I’m sitting at the ball field watching my daughter’s play off game while perspiration is trickling down every crevice. If not for a merciful breeze every few minutes I’d be a melted Popsicle on the ground.

The sun is scorching, high in the noon sky. The sky is a perfect blue with fluffy white clouds meandering by.

Kids are being kids playing softball, kicking up dust, getting dirty, and loving it. We parents are loving it, too, even if we’re getting sun burnt because we didn’t think to bring sun block in mid-November in the Northern hemisphere.

Being born and raised in the Midwestern US (Ohio) I’m used to November being cold, even snowy. Perhaps downright freezing and icy. In fact, I like my Novembers that way as it’s the perfect herald to Thanksgiving, y birthday, and Christmas.

Although it’s a beautiful Florida day and I’m loving this, I also miss the seasons and am not in the holiday spirit.

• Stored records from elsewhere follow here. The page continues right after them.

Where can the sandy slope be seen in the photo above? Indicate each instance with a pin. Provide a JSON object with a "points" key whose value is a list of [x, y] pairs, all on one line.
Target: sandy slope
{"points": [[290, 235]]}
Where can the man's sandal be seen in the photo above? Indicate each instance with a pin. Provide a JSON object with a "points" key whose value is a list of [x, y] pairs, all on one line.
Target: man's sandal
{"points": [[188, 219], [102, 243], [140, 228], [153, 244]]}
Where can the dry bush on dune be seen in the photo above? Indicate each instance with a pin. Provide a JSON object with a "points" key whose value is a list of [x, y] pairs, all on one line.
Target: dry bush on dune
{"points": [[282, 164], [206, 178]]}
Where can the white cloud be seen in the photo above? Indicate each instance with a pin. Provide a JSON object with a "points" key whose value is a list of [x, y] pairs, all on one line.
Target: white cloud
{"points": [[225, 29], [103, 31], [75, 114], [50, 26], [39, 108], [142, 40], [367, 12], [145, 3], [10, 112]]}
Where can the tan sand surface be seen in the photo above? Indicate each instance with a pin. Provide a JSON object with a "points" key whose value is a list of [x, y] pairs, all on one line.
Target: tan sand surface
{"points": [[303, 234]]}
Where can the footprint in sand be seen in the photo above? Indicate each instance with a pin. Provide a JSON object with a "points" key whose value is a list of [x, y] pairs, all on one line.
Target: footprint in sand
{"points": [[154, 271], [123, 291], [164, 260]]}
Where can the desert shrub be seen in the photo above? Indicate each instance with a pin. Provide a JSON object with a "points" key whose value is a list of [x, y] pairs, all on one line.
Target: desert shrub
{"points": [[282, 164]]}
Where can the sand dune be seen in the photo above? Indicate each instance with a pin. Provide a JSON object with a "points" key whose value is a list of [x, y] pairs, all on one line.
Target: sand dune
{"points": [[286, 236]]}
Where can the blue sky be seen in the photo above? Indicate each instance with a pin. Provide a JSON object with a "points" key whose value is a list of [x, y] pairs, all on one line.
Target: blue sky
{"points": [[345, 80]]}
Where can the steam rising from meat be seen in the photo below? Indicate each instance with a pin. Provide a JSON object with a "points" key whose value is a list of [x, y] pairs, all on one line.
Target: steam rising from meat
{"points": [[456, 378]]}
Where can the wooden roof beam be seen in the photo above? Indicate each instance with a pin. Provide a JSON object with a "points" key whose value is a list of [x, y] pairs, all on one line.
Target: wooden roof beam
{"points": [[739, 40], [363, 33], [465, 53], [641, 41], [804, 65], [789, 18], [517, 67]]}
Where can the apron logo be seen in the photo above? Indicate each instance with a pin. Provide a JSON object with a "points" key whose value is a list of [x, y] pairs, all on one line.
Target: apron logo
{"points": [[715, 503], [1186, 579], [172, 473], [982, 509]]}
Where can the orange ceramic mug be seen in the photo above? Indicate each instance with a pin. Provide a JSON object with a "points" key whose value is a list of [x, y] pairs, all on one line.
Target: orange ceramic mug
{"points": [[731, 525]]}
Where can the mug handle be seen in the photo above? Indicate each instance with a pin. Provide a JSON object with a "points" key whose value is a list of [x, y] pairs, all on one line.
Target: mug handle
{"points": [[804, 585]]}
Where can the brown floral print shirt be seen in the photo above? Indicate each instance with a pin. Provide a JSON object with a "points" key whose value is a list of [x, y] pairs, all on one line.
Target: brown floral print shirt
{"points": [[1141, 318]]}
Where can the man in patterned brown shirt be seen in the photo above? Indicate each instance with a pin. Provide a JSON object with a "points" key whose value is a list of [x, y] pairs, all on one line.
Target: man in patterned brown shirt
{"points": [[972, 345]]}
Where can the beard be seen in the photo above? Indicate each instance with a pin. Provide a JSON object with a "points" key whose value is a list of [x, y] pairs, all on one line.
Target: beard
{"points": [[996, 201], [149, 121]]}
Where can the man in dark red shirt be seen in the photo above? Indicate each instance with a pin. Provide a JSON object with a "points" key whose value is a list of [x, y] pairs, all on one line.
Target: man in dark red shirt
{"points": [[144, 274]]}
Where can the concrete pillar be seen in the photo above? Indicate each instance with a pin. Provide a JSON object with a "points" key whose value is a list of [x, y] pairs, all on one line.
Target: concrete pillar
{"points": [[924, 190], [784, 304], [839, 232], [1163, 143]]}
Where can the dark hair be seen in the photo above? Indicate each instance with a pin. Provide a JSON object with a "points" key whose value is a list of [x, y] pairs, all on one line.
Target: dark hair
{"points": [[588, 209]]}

I write a lot of stories set in South Florida because I know this place having lived here for twenty years. I know from experience that November can be chilly (never snowy or icy) or sweltering and that it can flip flop. Tomorrow’s supposed to be very cold again according to the weather gurus.

But what if someone else were to write a story set in South Florida, someone whose only visited briefly or perhaps has never been here?

To be accurate, they’d have to do a LOT of research. That’s true of setting anywhere. If you don’t already know it, you have to research every minute detail. That’s probably why the axiom “Write what you know” is so popular. It’s so easy to get tripped up when you guess or research but not enough.

Most of my stories are set in Ohio or Cincinnati, or made up planets where I can make my own rules so readers can’t “catch me” in making a stupid mistake. I also set one story in Mississippi and another in Nebraska, but I lived there, too.

Every now and then I set stories in England, primarily London, as my publisher, Total-E-Bound is British and sometimes, they want stories that are only set there. I love to do the research, to get in a different mind set, but I have to be very careful and profusely worry over every single detail, every word, to make it right. Then I still worry that I may have based my research on faulty information.

Setting is very important to a story. This softball game, for instance, would have a totally different tone if it was sprinkling, or if nasty clouds threatened overhead, if it was so cold we had to bundle up in quilts and jackets while the players froze on the field.

This softball field bordered by palm trees, pines, and mossy trees, with no hills or mountains in the background (because South Florida is so flat we think speed bumps are huge hills) with parents wearing halter tops and short shorts and getting sun burned in mid-November is totally different than a field in Ohio where it would be surrounded by hills so tall they look like mountains, with majestic oaks, mighty maple trees, and stoic walnut trees. It’s also different than one in Nebraska where it’s also flat, but there are few trees but seas of corn fields.

Some people think research is only required for historicals or medical thrillers, but that’s a fallacy. Every story needs to be accurate even if set in your home town even if it’s a small one with a population of one hundred. I once received an email from a reader who said she lived in my home town and she recognized it from my description. So you never know who will read your stories, which will be checking your facts. The more accurate, the more detailed your scenery, the richer the mosaic of your story, and the better it will be.

Specifically for my December release, setting plays an important role. It’s set in an office at Christmas time. There are Christmas decorations, treats, music. There’s a Secret Santa, an office Christmas party, and characters are dressed in Christmas finery. The setting is as much a character as the heroes and their co-workers. Without the setting, the story would fall flat.